The San Antonio Express-News reports that the proposed purchase of One Riverwalk Place at 700 N. St. Mary’s St. is part of a plan to have some 10,000 students living, attending classes and conducting research downtown by 2028.
Officials say the downtown expansion is inspired by the transformation in Phoenix after Arizona State University built a campus in that city's downtown.
So far, the University of Texas at San Antonio has brought several thousand students to the area and has more than doubled its downtown real-estate holdings over the past five years.

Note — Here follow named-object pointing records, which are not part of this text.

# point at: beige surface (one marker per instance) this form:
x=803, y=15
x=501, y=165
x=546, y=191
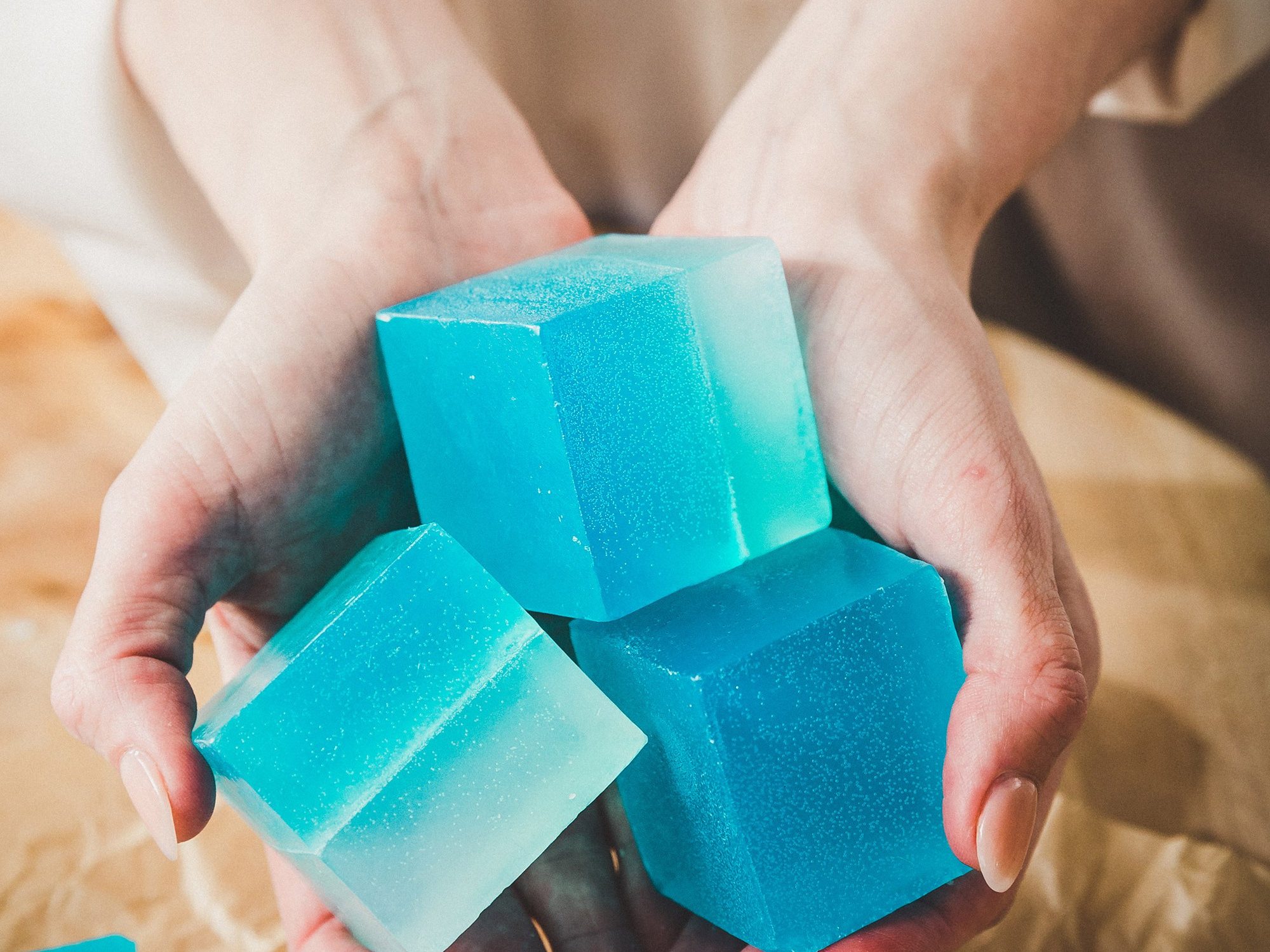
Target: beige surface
x=1165, y=813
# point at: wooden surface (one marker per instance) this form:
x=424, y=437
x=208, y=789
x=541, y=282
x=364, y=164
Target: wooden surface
x=1161, y=838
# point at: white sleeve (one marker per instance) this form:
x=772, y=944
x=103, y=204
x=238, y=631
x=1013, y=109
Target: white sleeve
x=1216, y=45
x=82, y=153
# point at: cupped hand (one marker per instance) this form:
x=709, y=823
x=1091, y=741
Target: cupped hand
x=359, y=158
x=877, y=218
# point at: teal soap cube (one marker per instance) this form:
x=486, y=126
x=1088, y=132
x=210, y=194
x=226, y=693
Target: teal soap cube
x=412, y=742
x=797, y=710
x=608, y=425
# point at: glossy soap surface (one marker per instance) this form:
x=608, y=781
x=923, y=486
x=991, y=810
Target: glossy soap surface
x=610, y=423
x=797, y=711
x=412, y=742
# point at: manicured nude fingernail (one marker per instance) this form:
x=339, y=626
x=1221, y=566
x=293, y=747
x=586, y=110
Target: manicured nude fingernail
x=145, y=786
x=1005, y=831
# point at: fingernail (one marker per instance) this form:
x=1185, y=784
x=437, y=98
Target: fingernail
x=1005, y=831
x=149, y=795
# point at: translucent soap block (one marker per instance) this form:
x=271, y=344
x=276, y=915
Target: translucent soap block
x=797, y=710
x=608, y=425
x=412, y=742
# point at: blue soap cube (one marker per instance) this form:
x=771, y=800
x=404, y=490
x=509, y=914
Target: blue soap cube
x=797, y=710
x=412, y=742
x=608, y=425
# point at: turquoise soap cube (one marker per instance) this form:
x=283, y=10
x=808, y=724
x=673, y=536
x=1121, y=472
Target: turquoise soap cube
x=797, y=710
x=612, y=423
x=412, y=742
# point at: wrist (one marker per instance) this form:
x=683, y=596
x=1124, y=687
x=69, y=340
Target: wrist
x=293, y=111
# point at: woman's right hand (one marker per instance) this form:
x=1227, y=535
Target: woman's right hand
x=359, y=155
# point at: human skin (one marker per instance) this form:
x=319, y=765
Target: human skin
x=360, y=155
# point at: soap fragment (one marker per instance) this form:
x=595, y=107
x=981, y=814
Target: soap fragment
x=797, y=710
x=610, y=423
x=412, y=742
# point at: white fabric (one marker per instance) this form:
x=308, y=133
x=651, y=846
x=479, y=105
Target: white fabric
x=82, y=154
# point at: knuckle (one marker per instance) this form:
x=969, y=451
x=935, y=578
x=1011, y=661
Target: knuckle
x=68, y=699
x=1057, y=690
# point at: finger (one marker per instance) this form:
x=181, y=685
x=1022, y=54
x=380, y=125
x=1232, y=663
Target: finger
x=658, y=922
x=572, y=892
x=120, y=685
x=1026, y=692
x=939, y=922
x=307, y=922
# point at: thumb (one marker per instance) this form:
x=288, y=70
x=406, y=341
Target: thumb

Its properties includes its campus west of downtown; its Southwest campus near Central Library; San Pedro I, a $91.8 million, 167,000-square-foot building occupied by the School of Data Science and the National Security Collaboration Center; and San Pedro II, a $131 million, 180,000-square-foot building that will be used for technology and science programs and research.
Corrina Green, the university's associate vice president of real estate, construction and planning, declined to disclose what the university would pay for the circa-1981 One Riverwalk Place building.
UTSA’s proposed purchase of the 18-story building comes as the downtown office market is struggling. Owners have expeirenced declining demand for space, plunging property values and high interest rates in the wake of the Covid-19 pandemic.
USAA moved out of One Riverwalk Place in 2022 and the building’s assessed value has since plummeted 37.3% to $22.25 million.
Along with One Riverwalk Place, the university also is seeking to buy a cluster of dilapidated buildings and parking spaces next to San Pedro I. After both deals close, the university would own roughly 48 acres totaling 2.1 million square feet in the downtown area.
The university would fill six floors of the nearly 265,000-square-foot One Riverwalk Place with academic departments and support services.
Six or seven floors are occupied by businesses and the university would continue leasing out that space, Green said.
The acquisition requires approval from the University of Texas System Board of Regents, which will vote on it later this month.